Recently I pointed out how readily cricket statistics lend themselves to misinterpretation, bias, manipulation and downright skulduggery.
Australia’s 177-run loss at the WACA is, out of all of their recent abominations, the worst of the lot.
The game, perfectly set up on the second afternoon at 0-158, came alive as the Aussies proceeded to lose all ten wickets for 86. From there the Test match was dominated by a touring South African side with a mashed-together attack of three part-timers, a spinner on debut, probably their best ever seamer breaking down mid-match, and a batting line-up missing the world’s best batsman.
For the first two days, the game couldn’t have gone any more to script for the Australians if they had tried. An expert bowling performance on Day 1 had the South Africans reeling at 5-81 before a mini fight-back by Faf Du Plessis, Temba Bavuma and the ultra-impressive Quinton De Kock.
But then David Warner played like David Warner does, wielding a slashing willow in brutal fashion to take the game away from the opposition, getting the scoring rate above three and a half an over. That is the blueprint for the way Australia plays their cricket – aggressive yet calculated with bat and ball, taking the initiative from the opposition quickly, and then burying them never to seize their grip.
It seemed the first Test back on home soil after the 0-3 drubbing in Sri Lanka had brought about normal service resuming halfway through Day 2 of the Test match summer. You simply expected the Australians to take the game beyond doubt in fierce fashion, just like the last home Ashes summer, or the first and third Tests in South Africa the same season.
But then 21-year old firebrand Kagiso Rabada started to swing the ball at pace. Warner went. Philander was unrelenting, and Keshav Maharaj bowled with control and guile beyond that of a man making his Test debut. Soon, Dean Elgar and JP Duminy were set, and the South Africans went all Australian on the Australians.
The left-handed pair battered the tired home side into the ground, and once the declaration came, 539 was always going to be too much despite the valiant efforts of Usman Khawaja and Peter Nevill.

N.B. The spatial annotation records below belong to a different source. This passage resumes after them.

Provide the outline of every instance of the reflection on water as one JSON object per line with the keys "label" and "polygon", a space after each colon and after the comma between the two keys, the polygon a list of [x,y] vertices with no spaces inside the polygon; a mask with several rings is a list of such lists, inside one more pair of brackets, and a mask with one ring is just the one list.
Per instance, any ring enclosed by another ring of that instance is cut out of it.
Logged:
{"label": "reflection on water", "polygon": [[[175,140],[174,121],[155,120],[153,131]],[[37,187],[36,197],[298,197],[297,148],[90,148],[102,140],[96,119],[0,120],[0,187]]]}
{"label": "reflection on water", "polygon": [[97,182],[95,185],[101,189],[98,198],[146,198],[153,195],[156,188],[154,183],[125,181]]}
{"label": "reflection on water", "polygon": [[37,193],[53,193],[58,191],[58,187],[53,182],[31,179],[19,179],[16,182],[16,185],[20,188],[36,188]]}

The first innings debacle felt like an all too familiar tale for Australia, yet almost felt scarily different. You half expect a collapse going to India when it’s turning sideways, England where it seams and swings heavily, or in the UAE or Sri Lanka where often a trio of spinners tangle the Australians into submission. But here at the WACA on a good wicket, in a familiar setting, against a weakened attack?
Since the first Ashes Test of last year, Australia’s batting fragilities are as follows – 7-101, 9-145, 7-204, 6-59, 9-203, 10-50, 10-140, 6-149, 8-156, 5-115, 8-116, 6-125, 8-149, 6-73, 8-98, 9-52, 7-122, 9-112, 9-60, 10-86.
Hardly batting performances that scream a nation on the climb, in fact it reeks of the exact opposite. Granted, 15 of the 20 above statistics are from overseas Test matches, but it is still an indictment.
So often, it is selection that people criticize when things go wrong in the Test arena, or players are brought into question. Mitch Marsh, and to a lesser extent Nathan Lyon are victims of this (ridiculous on the behalf of Lyon, a proven performer). But both men have had the difficult task of essentially learning their craft on the go under the Test match spotlight – Lyon debuting in 2011 after only playing state cricket for the first time in 2009, and Marsh made his Test debut after only 38 first class matches. Gone are the days of players battering the door down after years of strong Shield performances.
None of this is an excuse for poor output, but maybe, just maybe, instead of questioning those in the team, maybe it is time to say we’re not actually that good? A heavy loss at home may bring that suggestion closer to people’s minds than they care to imagine.